Revitalisasi Sekolah Sorong Perluas Akses Pendidikan di Papua
- 29 Mei 2026 17:15 WIB
- Pusat Pemberitaan
Poin Utama
- Kemendikdasmen memperkuat pemerataan pendidikan melalui revitalisasi sekolah di Papua Barat Daya.
- Pemerintah juga menyerahkan bantuan revitalisasi sekolah tahun 2026.
RRI.CO.ID, Jakarta - Kementerian Pendidikan Dasar dan Menengah (Kemendikdasmen) memperkuat pemerataan pendidikan melalui revitalisasi sekolah di Papua Barat Daya. Program menyasar sekolah di Kota Sorong dan Kabupaten Sorong.
Menteri Pendidikan Dasar dan Menengah (Kemendikdasmen) Abdul Mu'ti meresmikan revitalisasi sekolah tahun 2025 di Sorong. Pemerintah juga menyerahkan bantuan revitalisasi sekolah tahun 2026.
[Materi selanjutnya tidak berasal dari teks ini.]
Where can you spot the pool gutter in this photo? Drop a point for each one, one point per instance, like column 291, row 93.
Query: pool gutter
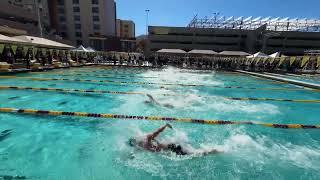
column 295, row 82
Program revitalisasi difokuskan memperbaiki fasilitas belajar di wilayah timur Indonesia. Pemerintah menargetkan lingkungan belajar lebih aman dan nyaman bagi siswa.
“Kami berkomitmen revitalisasi terus dilaksanakan hingga seluruh pelosok Indonesia. Pemerintah ingin pemerataan pendidikan benar-benar terwujud,” ujar Abdul Mu’ti dalam keterangannya di Jakarta, Jumat, 29 Mei 2026.
Pada 2025, revitalisasi menjangkau 12 sekolah di Kota Sorong. Nilai bantuan yang diberikan mencapai sekitar Rp4,9 miliar.
Di Kabupaten Sorong, revitalisasi menyasar 15 sekolah dengan bantuan Rp22 miliar. Bantuan 2026 juga disiapkan untuk puluhan sekolah tambahan.
Pemerintah memprioritaskan revitalisasi sekolah rusak berat dan wilayah tertinggal, terdepan, serta terluar. Program juga menyasar sekolah terdampak bencana di berbagai daerah.
Kemendikdasmen menargetkan revitalisasi menjangkau 71.744 satuan pendidikan sepanjang 2026. Langkah itu diharapkan mempercepat pemerataan kualitas pendidikan nasional.
“Revitalisasi bukan hanya memperbaiki sekolah tetapi juga menggerakkan ekonomi lokal masyarakat. Program ini melibatkan tenaga kerja dan mitra setempat,” kata Abdul Mu’ti.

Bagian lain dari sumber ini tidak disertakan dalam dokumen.